Mucho antes de que llegue el invierno, es importante revisar y analizar profundamente todo el sistema de calefacción para oficinas y optimizar todas y cada una de las estancias con el fin de ofrecer un entorno de trabajo cómodo y agradable.

No hay nada más desagradable que estar en una reunión de trabajo y estar más pendiente del frío que hace, que de los asuntos importantes que hay que tratar.

Independientemente del tamaño de tu oficina, hoy en día puedes encontrar infinidad de soluciones que, además de calentar la oficina, sirven para dar un toque decorativo.

Cómo calentar la oficina: qué tipo de calefacción elegir

¿Tus empleados se quejan de que pasan frío mientras trabajan?

Tener que estar 8 horas diarias trabajando delante del ordenador y con frío en las manos, no es nada agradable y tampoco nada productivo.

Ante el dilema de sí hacer obras o no, a la hora de calentar grandes superficies hay que tener en cuenta los diferentes sistemas de calefacción para oficinas y valorar cuál es la opción más adecuada para las necesidades del inmueble.

Entonces, ¿cuál es la solución más adecuada?

Calefacción eléctrica

Posiblemente este sea el tipo de calefacción para oficinas más utilizado, es relativamente sencillo de instalar y no requiere un gasto inicial demasiado alto.

Por el contrario, al estar encendida prácticamente todo el día de lunes a viernes, prepárate para un incremento considerable en la factura de la luz.

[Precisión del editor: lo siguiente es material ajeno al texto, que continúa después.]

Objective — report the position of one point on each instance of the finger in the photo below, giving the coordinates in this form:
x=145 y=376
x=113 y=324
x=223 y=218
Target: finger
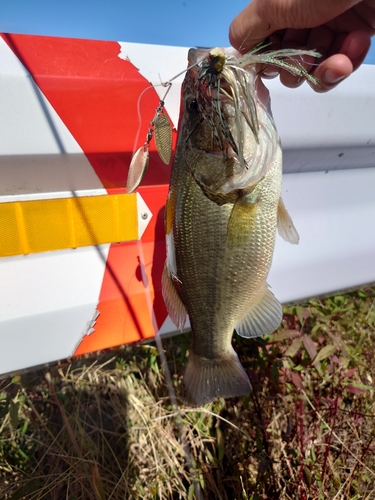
x=331 y=72
x=249 y=28
x=339 y=66
x=295 y=39
x=356 y=47
x=321 y=40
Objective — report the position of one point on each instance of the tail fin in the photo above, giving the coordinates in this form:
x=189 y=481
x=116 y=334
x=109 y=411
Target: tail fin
x=207 y=379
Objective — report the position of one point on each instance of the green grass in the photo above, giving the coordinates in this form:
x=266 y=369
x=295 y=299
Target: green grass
x=105 y=428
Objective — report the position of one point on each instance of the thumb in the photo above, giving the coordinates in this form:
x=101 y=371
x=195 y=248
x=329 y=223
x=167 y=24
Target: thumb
x=251 y=26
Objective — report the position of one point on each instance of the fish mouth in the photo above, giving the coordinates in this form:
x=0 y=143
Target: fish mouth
x=216 y=152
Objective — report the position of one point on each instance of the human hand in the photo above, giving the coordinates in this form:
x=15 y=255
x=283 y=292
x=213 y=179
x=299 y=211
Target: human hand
x=340 y=30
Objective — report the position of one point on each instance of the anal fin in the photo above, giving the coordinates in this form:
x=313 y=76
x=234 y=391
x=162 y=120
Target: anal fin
x=285 y=225
x=174 y=304
x=263 y=318
x=207 y=379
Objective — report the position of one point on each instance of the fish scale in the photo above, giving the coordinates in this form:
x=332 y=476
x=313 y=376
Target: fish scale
x=221 y=233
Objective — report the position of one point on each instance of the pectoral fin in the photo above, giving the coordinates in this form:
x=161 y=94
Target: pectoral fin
x=263 y=318
x=285 y=225
x=174 y=304
x=241 y=221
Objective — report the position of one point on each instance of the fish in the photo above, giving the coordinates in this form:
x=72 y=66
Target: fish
x=223 y=209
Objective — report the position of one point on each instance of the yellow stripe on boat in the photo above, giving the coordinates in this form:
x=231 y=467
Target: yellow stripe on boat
x=44 y=225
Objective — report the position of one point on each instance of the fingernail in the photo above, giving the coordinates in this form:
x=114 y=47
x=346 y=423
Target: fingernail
x=356 y=48
x=330 y=76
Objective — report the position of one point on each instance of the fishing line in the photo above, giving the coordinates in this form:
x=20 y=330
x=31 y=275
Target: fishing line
x=172 y=394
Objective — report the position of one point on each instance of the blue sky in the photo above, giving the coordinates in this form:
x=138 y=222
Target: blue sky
x=185 y=23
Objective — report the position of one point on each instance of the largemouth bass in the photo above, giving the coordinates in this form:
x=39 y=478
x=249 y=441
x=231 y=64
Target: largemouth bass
x=222 y=212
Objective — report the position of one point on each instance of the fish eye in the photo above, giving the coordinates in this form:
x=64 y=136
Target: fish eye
x=192 y=106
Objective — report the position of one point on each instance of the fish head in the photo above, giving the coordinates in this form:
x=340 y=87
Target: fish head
x=226 y=127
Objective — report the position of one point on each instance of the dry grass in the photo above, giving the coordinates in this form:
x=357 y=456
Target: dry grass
x=105 y=428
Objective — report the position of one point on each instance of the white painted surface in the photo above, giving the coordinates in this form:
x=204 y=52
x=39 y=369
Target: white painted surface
x=48 y=304
x=48 y=281
x=52 y=297
x=144 y=215
x=43 y=338
x=159 y=64
x=334 y=214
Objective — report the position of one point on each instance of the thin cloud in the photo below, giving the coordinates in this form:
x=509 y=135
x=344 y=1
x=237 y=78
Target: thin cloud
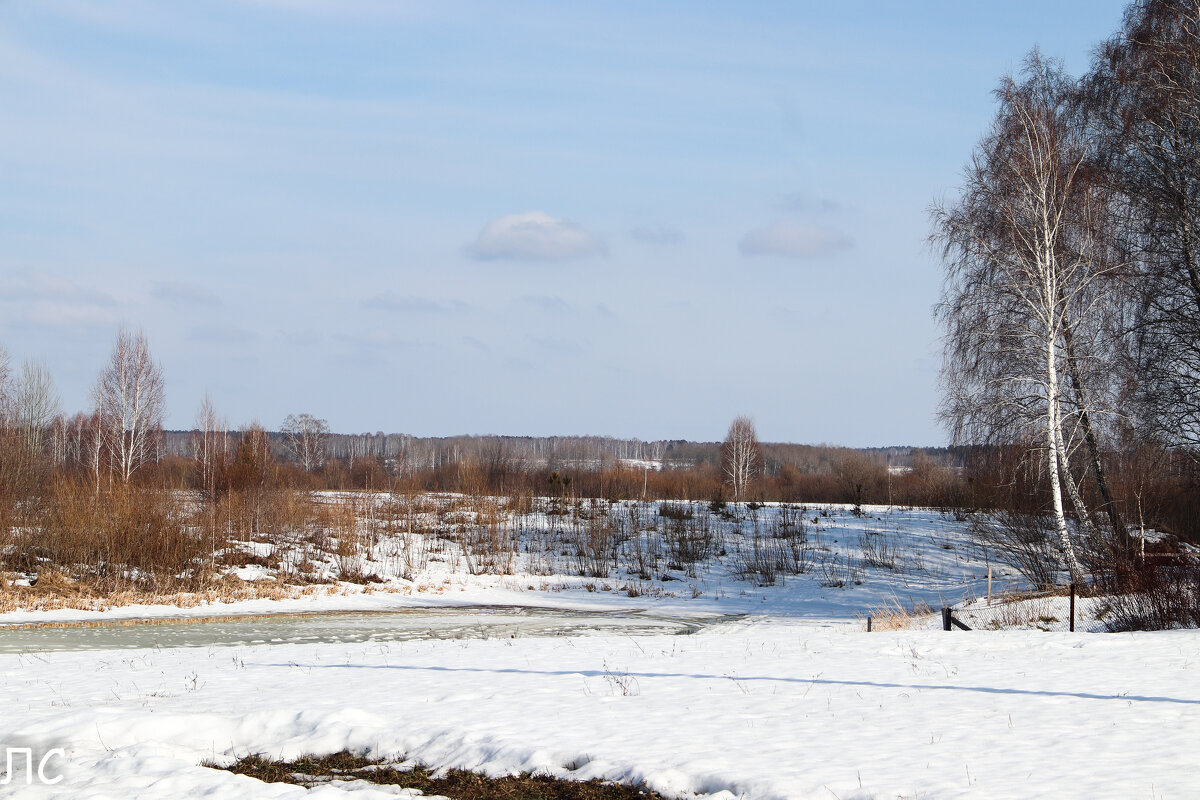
x=221 y=335
x=791 y=239
x=808 y=203
x=544 y=302
x=185 y=294
x=49 y=301
x=657 y=235
x=412 y=304
x=534 y=236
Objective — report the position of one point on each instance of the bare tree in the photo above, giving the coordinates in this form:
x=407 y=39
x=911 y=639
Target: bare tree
x=1024 y=271
x=35 y=403
x=209 y=443
x=1144 y=95
x=307 y=439
x=130 y=401
x=741 y=456
x=5 y=377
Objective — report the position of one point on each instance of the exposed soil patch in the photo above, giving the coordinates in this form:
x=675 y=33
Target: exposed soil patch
x=457 y=785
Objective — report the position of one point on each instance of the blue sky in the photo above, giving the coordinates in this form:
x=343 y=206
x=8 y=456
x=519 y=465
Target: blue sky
x=621 y=218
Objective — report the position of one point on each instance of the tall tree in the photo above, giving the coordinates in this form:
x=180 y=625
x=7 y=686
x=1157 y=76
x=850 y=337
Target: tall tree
x=130 y=400
x=307 y=439
x=1020 y=248
x=1144 y=101
x=741 y=456
x=35 y=403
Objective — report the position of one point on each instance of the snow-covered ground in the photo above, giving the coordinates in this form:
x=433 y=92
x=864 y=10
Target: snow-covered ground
x=760 y=709
x=793 y=699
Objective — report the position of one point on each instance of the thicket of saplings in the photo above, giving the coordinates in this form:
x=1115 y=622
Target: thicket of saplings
x=179 y=523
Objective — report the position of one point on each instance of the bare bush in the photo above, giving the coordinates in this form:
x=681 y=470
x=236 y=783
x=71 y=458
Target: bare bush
x=1024 y=541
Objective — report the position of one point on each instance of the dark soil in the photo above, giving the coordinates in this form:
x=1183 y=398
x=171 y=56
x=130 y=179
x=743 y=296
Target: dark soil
x=457 y=785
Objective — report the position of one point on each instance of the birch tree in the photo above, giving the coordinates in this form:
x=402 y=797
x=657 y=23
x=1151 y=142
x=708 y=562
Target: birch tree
x=741 y=456
x=130 y=401
x=1144 y=103
x=1020 y=248
x=307 y=439
x=34 y=403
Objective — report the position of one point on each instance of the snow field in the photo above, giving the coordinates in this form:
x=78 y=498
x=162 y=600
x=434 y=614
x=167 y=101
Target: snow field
x=759 y=709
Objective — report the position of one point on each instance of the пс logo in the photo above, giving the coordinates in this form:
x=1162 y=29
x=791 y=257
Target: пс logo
x=15 y=753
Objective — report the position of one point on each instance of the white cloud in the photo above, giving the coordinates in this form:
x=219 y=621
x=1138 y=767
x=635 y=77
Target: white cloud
x=412 y=304
x=793 y=240
x=657 y=234
x=186 y=294
x=534 y=236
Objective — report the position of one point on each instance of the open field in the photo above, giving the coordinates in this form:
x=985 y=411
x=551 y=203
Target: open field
x=763 y=708
x=777 y=690
x=823 y=560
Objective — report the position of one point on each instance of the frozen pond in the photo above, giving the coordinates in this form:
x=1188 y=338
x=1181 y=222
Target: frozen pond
x=473 y=623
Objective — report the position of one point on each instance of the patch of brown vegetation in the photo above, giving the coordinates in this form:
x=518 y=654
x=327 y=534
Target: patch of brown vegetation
x=457 y=785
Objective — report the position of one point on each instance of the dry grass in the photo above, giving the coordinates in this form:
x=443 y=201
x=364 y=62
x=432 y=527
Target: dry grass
x=457 y=785
x=894 y=617
x=57 y=591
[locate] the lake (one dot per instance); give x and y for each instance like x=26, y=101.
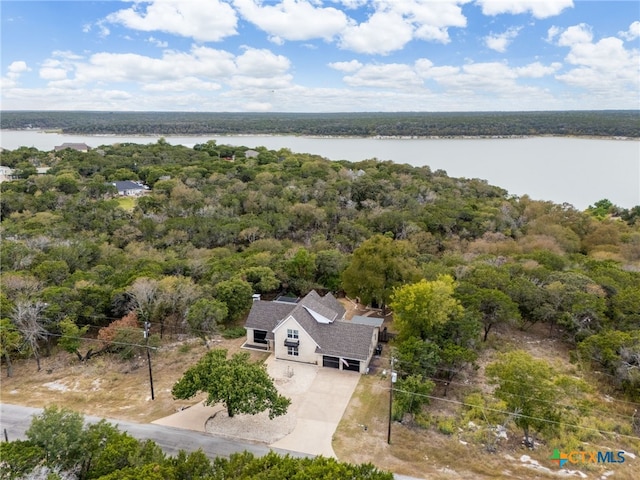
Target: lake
x=577, y=171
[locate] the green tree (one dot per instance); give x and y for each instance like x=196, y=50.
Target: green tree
x=378, y=266
x=528, y=388
x=237, y=295
x=10, y=341
x=493, y=307
x=59, y=432
x=415, y=356
x=19, y=458
x=239, y=384
x=410, y=394
x=421, y=308
x=71, y=339
x=618, y=355
x=263, y=279
x=205, y=316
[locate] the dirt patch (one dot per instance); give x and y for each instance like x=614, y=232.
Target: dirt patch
x=106, y=386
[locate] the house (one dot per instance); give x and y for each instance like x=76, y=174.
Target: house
x=129, y=188
x=6, y=173
x=80, y=147
x=312, y=330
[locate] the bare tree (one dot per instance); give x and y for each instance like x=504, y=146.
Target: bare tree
x=144, y=293
x=28, y=319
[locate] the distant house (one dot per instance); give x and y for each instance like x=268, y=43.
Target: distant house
x=6, y=173
x=129, y=188
x=80, y=147
x=312, y=330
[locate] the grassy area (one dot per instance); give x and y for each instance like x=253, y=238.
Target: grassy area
x=442, y=443
x=106, y=386
x=444, y=446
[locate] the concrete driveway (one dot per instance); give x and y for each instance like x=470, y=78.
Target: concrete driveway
x=319, y=397
x=318, y=410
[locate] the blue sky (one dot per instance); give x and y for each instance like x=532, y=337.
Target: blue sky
x=320, y=55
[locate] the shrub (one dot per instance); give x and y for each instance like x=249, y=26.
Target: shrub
x=235, y=332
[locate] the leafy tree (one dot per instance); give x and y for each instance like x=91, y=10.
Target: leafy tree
x=19, y=458
x=415, y=356
x=618, y=355
x=237, y=295
x=493, y=307
x=241, y=385
x=205, y=316
x=263, y=279
x=410, y=394
x=10, y=342
x=71, y=339
x=59, y=432
x=378, y=266
x=528, y=388
x=421, y=308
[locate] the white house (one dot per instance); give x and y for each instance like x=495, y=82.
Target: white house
x=312, y=330
x=129, y=188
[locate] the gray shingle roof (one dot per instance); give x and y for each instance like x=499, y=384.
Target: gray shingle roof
x=266, y=315
x=339, y=338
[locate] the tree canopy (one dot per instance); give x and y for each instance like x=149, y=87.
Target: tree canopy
x=240, y=385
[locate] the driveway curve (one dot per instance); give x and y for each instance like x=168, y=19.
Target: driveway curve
x=319, y=397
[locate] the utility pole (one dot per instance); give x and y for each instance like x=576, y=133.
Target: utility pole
x=393, y=380
x=147, y=325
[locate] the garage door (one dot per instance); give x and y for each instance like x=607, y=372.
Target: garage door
x=331, y=362
x=353, y=365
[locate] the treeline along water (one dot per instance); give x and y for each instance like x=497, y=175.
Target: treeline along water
x=575, y=123
x=578, y=171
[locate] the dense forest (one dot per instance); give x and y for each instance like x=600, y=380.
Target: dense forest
x=624, y=123
x=220, y=223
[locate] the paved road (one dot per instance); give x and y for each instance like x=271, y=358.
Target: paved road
x=15, y=420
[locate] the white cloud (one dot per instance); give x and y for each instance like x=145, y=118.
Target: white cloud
x=15, y=69
x=538, y=8
x=208, y=21
x=604, y=68
x=392, y=75
x=499, y=42
x=157, y=43
x=395, y=23
x=350, y=66
x=293, y=19
x=552, y=33
x=185, y=84
x=537, y=70
x=632, y=33
x=261, y=63
x=574, y=35
x=383, y=33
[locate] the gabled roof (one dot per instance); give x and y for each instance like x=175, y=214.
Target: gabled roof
x=128, y=185
x=82, y=147
x=266, y=315
x=321, y=318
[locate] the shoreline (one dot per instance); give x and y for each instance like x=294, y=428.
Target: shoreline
x=329, y=137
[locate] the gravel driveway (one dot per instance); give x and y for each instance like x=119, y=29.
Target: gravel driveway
x=319, y=397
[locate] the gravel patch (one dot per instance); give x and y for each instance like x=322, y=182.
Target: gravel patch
x=292, y=380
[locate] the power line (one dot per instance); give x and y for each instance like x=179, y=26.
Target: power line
x=515, y=414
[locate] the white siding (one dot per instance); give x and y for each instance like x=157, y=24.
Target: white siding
x=306, y=348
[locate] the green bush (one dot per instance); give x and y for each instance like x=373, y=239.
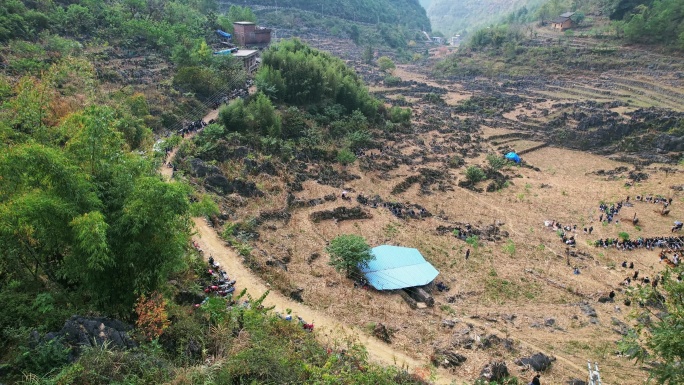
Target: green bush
x=391, y=80
x=346, y=157
x=475, y=174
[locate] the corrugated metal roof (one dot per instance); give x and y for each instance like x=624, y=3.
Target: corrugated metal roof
x=395, y=267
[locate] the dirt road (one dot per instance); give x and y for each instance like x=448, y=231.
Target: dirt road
x=327, y=329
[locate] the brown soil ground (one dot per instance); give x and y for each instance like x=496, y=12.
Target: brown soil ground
x=509, y=288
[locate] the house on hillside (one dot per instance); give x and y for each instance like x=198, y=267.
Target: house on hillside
x=247, y=33
x=249, y=58
x=563, y=22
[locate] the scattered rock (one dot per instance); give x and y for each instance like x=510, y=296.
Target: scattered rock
x=296, y=294
x=341, y=213
x=221, y=184
x=447, y=358
x=94, y=331
x=313, y=257
x=589, y=311
x=200, y=169
x=382, y=332
x=448, y=323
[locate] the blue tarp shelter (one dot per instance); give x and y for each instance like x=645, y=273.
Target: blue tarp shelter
x=223, y=34
x=228, y=51
x=394, y=267
x=513, y=156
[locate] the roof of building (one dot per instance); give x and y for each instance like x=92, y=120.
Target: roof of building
x=245, y=53
x=394, y=267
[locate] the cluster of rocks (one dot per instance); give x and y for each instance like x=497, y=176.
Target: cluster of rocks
x=79, y=331
x=340, y=213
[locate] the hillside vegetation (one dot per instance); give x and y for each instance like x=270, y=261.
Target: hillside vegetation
x=465, y=16
x=89, y=228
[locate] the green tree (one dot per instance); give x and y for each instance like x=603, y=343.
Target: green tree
x=264, y=117
x=346, y=157
x=656, y=336
x=234, y=116
x=349, y=253
x=386, y=64
x=475, y=174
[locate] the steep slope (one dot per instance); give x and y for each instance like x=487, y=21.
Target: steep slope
x=407, y=13
x=454, y=16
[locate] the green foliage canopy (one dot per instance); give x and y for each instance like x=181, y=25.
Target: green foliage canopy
x=348, y=253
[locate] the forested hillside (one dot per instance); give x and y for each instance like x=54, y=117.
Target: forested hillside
x=406, y=13
x=99, y=281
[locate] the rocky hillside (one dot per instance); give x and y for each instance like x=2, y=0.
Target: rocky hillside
x=454, y=16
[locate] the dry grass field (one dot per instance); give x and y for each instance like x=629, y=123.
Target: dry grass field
x=520, y=287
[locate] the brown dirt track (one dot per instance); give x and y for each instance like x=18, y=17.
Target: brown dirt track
x=533, y=282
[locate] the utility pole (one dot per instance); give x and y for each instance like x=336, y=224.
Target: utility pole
x=594, y=375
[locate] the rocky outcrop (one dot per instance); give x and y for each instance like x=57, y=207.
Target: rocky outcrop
x=539, y=362
x=494, y=371
x=340, y=214
x=221, y=184
x=94, y=331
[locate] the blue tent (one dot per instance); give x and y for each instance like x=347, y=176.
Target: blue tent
x=513, y=156
x=223, y=34
x=394, y=267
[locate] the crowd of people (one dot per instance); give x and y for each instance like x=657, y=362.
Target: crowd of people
x=649, y=243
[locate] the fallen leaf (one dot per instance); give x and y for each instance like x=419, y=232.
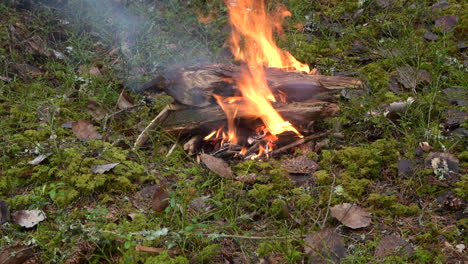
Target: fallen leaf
x=16, y=254
x=201, y=204
x=446, y=23
x=324, y=246
x=430, y=36
x=392, y=245
x=99, y=169
x=124, y=101
x=81, y=252
x=217, y=165
x=247, y=178
x=160, y=201
x=299, y=165
x=95, y=110
x=405, y=168
x=443, y=161
x=351, y=215
x=39, y=159
x=84, y=130
x=28, y=218
x=4, y=215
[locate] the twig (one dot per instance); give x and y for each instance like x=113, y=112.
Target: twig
x=299, y=142
x=254, y=237
x=143, y=137
x=329, y=201
x=156, y=250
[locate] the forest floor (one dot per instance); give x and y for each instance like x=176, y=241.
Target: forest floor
x=402, y=177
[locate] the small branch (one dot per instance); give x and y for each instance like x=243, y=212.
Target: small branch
x=156, y=250
x=299, y=142
x=143, y=137
x=253, y=237
x=329, y=201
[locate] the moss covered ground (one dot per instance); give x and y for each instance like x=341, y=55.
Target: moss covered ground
x=59, y=57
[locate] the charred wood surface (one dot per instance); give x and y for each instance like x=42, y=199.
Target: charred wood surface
x=189, y=120
x=195, y=85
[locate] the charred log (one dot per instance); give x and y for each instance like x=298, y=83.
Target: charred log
x=203, y=120
x=195, y=85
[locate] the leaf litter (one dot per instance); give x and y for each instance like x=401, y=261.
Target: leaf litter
x=84, y=130
x=351, y=215
x=217, y=165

Aunque existen soluciones de bajo consumo, la mejor alternativa a largo plazo es pensar en las energías renovables, en un principio puede ser una inversión importante para la empresa, pero a largo plazo, la energía fotovoltaica puede aportar grandes beneficios.

Zócalo radiante

El sistema de zócalo radiante puede ser una auténtica alternativa.

Las obras para su instalación son mínimas, por lo que no tendrás que parar la oficina, es prácticamente imperceptible y garantiza una distribución del calor eficaz.

Calefacción por suelo radiante

La calefacción de suelo radiante, al contrario que la de zócalo, es totalmente invisible y permite tener los muebles de oficina pegados a la pared sin riesgo alguno de que acaben deteriorándose por la concentración del aire caliente.

Calefacción para oficinas en paredes y techos

Tan eficaz como la calefacción de suelo radiante.

Para sacar el máximo partido a este tipo de calefacción, antes de nada, hay que asegurarse de que la oficina cuenta con un buen aislamiento para evitar las pérdidas de calor innecesarias.

La calefacción de techo y paredes asegura la comodidad de los empleados ya que distribuye el calor suavemente y de manera homogénea por toda la oficina.

Su instalación puede resultar algo compleja, por eso es más recomendable si piensas hacer una obra integral en las oficinas o si estás planteándote mudarte a unas nuevas.

Calefacción por infrarrojos

La verdadera revolución en los sistemas de calefacción para oficinas son los paneles infrarrojos.

La calefacción por infrarrojos, en vez de calentar el aire, aprovecha las ventajas de la radiación para calentar las superficies.

Con esta tecnología, la perdida de calor es imperceptible en comparación con otros sistemas.